PuppetCamp Europe 2010
To me puppet has always been a major evolutionary step up on the sysadmin tool chain. I consider it important enough to be ranked alongside version control systems and virtualisation as one of those mental leaps that leads to better management and enables more flexible solutions than you could offer before understanding it.
While I’m quite a long term member of the puppet community I’m no where near as active as I should be, but even I couldn’t miss the chance to attend PuppetCamp Europe, and I’m glad I didn’t! I finally got to meet some of Europes most prolific puppet module releasers in person, discovered that Brice is every bit as nice and as scarily smart in person as he is on-list and that the new PuppetLabs people are a very impressive bunch. Even I’ve still not had the chance to buy James some of those beers he’s racked up over the years on the list.

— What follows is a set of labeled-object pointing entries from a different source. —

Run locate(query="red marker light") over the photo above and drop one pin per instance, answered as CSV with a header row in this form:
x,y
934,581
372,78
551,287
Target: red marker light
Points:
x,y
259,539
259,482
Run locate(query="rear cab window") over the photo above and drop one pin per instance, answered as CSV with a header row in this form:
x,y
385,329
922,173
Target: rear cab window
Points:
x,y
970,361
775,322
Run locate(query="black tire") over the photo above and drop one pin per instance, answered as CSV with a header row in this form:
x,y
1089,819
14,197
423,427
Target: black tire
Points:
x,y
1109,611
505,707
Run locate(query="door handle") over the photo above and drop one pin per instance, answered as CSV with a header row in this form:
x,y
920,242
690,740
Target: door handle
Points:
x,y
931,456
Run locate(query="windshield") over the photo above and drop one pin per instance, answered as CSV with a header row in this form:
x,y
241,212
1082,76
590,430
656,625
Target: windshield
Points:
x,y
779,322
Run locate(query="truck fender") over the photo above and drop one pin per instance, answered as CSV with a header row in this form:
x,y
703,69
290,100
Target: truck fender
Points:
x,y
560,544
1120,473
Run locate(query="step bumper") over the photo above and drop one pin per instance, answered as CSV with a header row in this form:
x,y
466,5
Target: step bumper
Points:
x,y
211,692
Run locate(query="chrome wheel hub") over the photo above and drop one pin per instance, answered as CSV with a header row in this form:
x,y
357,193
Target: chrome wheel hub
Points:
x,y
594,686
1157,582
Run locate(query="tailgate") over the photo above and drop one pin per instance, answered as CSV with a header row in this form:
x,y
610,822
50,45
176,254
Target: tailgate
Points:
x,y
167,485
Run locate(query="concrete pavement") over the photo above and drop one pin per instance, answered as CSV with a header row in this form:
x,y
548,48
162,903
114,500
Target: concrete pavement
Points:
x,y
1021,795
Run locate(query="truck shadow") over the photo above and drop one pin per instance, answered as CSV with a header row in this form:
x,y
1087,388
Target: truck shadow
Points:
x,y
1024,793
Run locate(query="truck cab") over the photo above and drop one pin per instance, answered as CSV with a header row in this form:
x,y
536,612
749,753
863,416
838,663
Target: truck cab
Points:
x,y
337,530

Puppet may be an open source project but a very high proportion of its development and community support has always come from Puppet Labs, so it’s critical to both the product and the users that their staff be as good with the community as they are with the code base, and having met half-a-dozen of them I can honestly say it feels like the project is in safe hands. Jeff gave an excellent talk on using Puppet in environments with strict compliance rules, Markus had a razor sharp grasp of what people were really asking (and gave the answer to what they wanted, not just what they asked) and Luke made the event for many of us, he very patiently gave a lot of advice and information not just about the now but also about the historical whys and theoretical hows.
I had an excellent time (Ghent itself is a lovely place to visit for a couple of days) so I’d like to thank Patrick for organising the event, Luke and Puppet labs for Puppet itself and the participants for making PuppetCamp Europe 2010 such an educational and enjoyable experience.